Creative Commons Zero v1.0 Universal

258 stars 143 forks source link

Concerns about size of supportingMedia #200

Open kurtseifried opened 2 years ago

kurtseifried commented 2 years ago

So supportingMedia is either data that can be jammed into JSON (e.g. a text document), or Base64 encoded. One problem: it's limited to 16384 in size, which means with base64 encoding you lose 25% of the space (https://developer.mozilla.org/en-US/docs/Glossary/Base64 "Each Base64 digit represents exactly 6 bits of data."). So that limits it to 12k plus whatever compression you can apply to it. 12k is not a lot of data. Data storage and bandwidth are cheap in 2022, why not up the limit significantly?

                        "value": {
                            "type": "string",
                            "description": "Supporting media content, up to 16K. If base64 is true, this field stores base64 encoded data.",
                            "minLength": 1,
                            "maxLength": 16384
                        }

mprpic commented 2 years ago

@kurtseifried Because the underlying database used by CVE Services is MongoDB and Mongo has a 16MB limit on a single document:

https://www.mongodb.com/docs/manual/reference/limits/#mongodb-limit-BSON-Document-Size

All of the limits in the schema are an attempt for all of the data (when combined into a single record/document) to fit within this limit. If you have supporting media that exceeds the limit in the schema, you could always upload it to wherever you'd like and link to it in references :wink:

kurtseifried commented 2 years ago

Is this 16 megabyte/record limit documented anywhere? Are there other MongoDB limitations we should be aware of? Ditto for other software, e.g. anything else in the CVE pipeline that will result in restrictions?

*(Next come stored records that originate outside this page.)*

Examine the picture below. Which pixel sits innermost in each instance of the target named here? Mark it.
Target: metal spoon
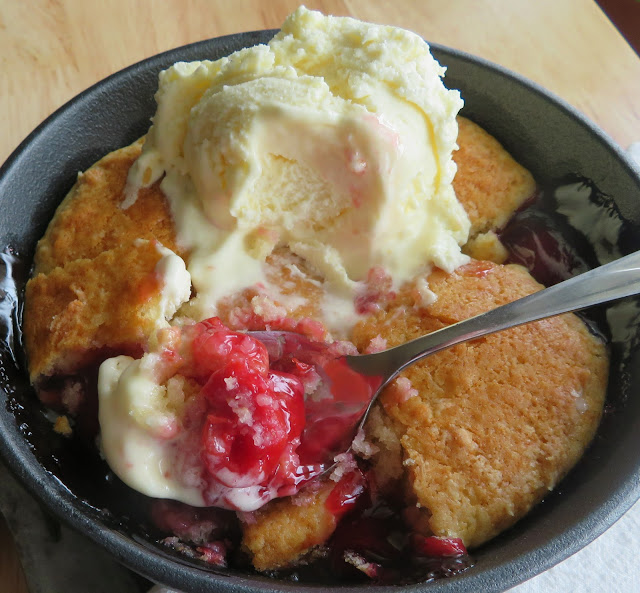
(368, 374)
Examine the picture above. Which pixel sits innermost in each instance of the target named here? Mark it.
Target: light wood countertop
(50, 50)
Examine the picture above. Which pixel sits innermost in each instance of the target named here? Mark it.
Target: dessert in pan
(322, 184)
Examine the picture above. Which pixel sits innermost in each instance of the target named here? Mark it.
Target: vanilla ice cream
(335, 139)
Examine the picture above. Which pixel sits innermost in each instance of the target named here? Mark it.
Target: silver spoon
(615, 280)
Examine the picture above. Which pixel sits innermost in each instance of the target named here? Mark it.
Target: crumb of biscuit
(488, 247)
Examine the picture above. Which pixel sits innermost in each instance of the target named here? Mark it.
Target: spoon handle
(615, 280)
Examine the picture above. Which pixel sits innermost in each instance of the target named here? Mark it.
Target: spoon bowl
(349, 385)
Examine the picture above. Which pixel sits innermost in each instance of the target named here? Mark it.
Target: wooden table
(50, 51)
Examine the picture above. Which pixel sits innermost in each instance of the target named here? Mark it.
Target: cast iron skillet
(543, 133)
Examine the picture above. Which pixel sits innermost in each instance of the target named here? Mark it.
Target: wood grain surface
(50, 50)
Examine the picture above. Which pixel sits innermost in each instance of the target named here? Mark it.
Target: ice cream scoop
(334, 141)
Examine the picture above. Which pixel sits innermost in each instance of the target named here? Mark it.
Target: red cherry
(439, 547)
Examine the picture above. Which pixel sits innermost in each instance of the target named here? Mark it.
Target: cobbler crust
(494, 423)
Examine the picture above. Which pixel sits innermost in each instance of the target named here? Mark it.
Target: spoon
(351, 384)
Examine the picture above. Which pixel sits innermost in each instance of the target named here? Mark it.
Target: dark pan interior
(544, 134)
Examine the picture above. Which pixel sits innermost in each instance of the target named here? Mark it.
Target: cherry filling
(254, 415)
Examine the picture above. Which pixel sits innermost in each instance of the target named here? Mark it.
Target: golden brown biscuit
(495, 423)
(109, 302)
(489, 183)
(90, 220)
(286, 529)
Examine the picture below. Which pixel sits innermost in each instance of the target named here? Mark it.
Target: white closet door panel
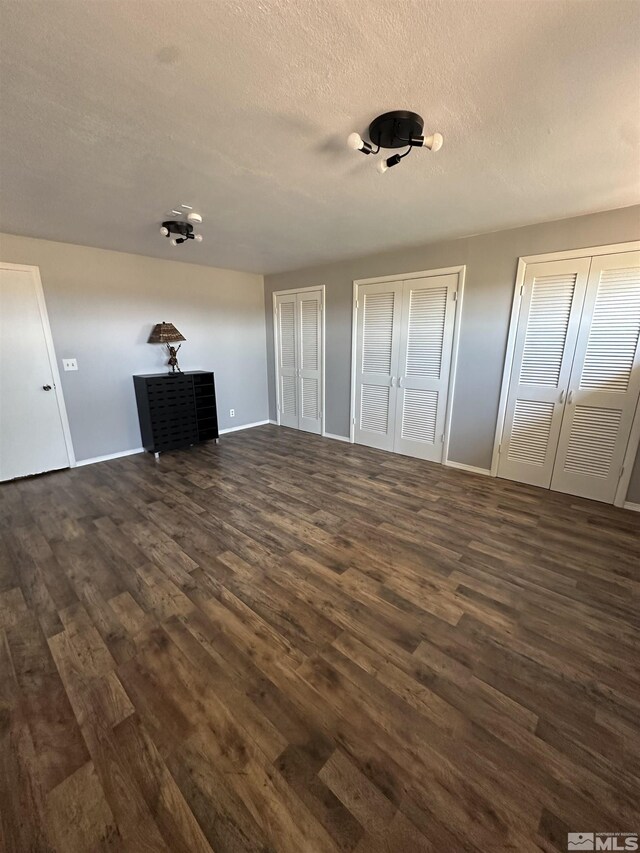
(379, 307)
(548, 324)
(427, 323)
(288, 397)
(309, 317)
(605, 381)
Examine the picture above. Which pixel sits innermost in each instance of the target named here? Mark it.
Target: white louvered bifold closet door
(287, 359)
(377, 342)
(428, 315)
(548, 323)
(605, 381)
(309, 327)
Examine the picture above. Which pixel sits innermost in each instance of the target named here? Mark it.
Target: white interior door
(31, 433)
(548, 323)
(605, 381)
(309, 335)
(428, 316)
(287, 359)
(379, 311)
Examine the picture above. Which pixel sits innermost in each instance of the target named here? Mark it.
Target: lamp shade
(165, 333)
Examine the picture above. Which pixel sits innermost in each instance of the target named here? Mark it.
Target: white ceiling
(113, 111)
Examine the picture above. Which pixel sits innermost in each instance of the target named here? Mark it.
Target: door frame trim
(51, 352)
(323, 313)
(634, 437)
(460, 270)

The descriptions field for example says:

Text in a particular language with optional alternate markup or formatted representation (e.g., Markdown) or embedded media.

Is everything JSON supports available, or are there limitations like Unicode/etc?

mprpic commented 2 years ago

It's just a known limitation of BSON document size in Mongo, I don't think it's explicitly noted anywhere in the CVE Services documentation. Note that the largest CVE record currently in existence is a whopping 89 KB :-) Unless we start using CVE records as PDF archives, I don't see us reaching the 16MB limit with text that easily.

As for what you can store in JSON, really anything that passes the schema validation. If it's valid JSON, then it can be stored in Mongo I assume. W/e language you use to construct CVE record JSONs surely has a "json" library that spits out valid JSON with w/e content you include in it (be it unicode or anything else).

chandanbn commented 1 year ago

Current services architecture using one document object to store all CNA containers. So being mindful that one CNA should not take up all space. If the architecture changes, we can expand the limit (subject to max document size). Target for 6.0.

prabhu commented 5 months ago

What could be a strategy to store large descriptions when trying to convert existing CVEs with rich data? Take CVE-2023-38507 for example.

https://osv.dev/vulnerability/GHSA-24q2-59hm-rh9r

The description currently exceeds the 16K limit. The requirement is to produce self contained CVE 5.x records that do not refer to external urls for things like description. Any thoughts?

ccoffin commented 5 days ago

It's used by very few CVE Records. Should we continue to support this in the schema? If yes, what are the justifications? If yes, how can we increase the size?

darakian commented 2 hours ago

From where I sit I think larger descriptions would be very nice to have (see that GHSA linked above as an example).

What could be a strategy to store large descriptions when trying to convert existing CVEs with rich data?

Assuming the entire CVE is stored as a single document then perhaps the individual fields could be unbounded with a size limit placed on the document itself. 16MB for text does feel sufficient for the foreseeable future.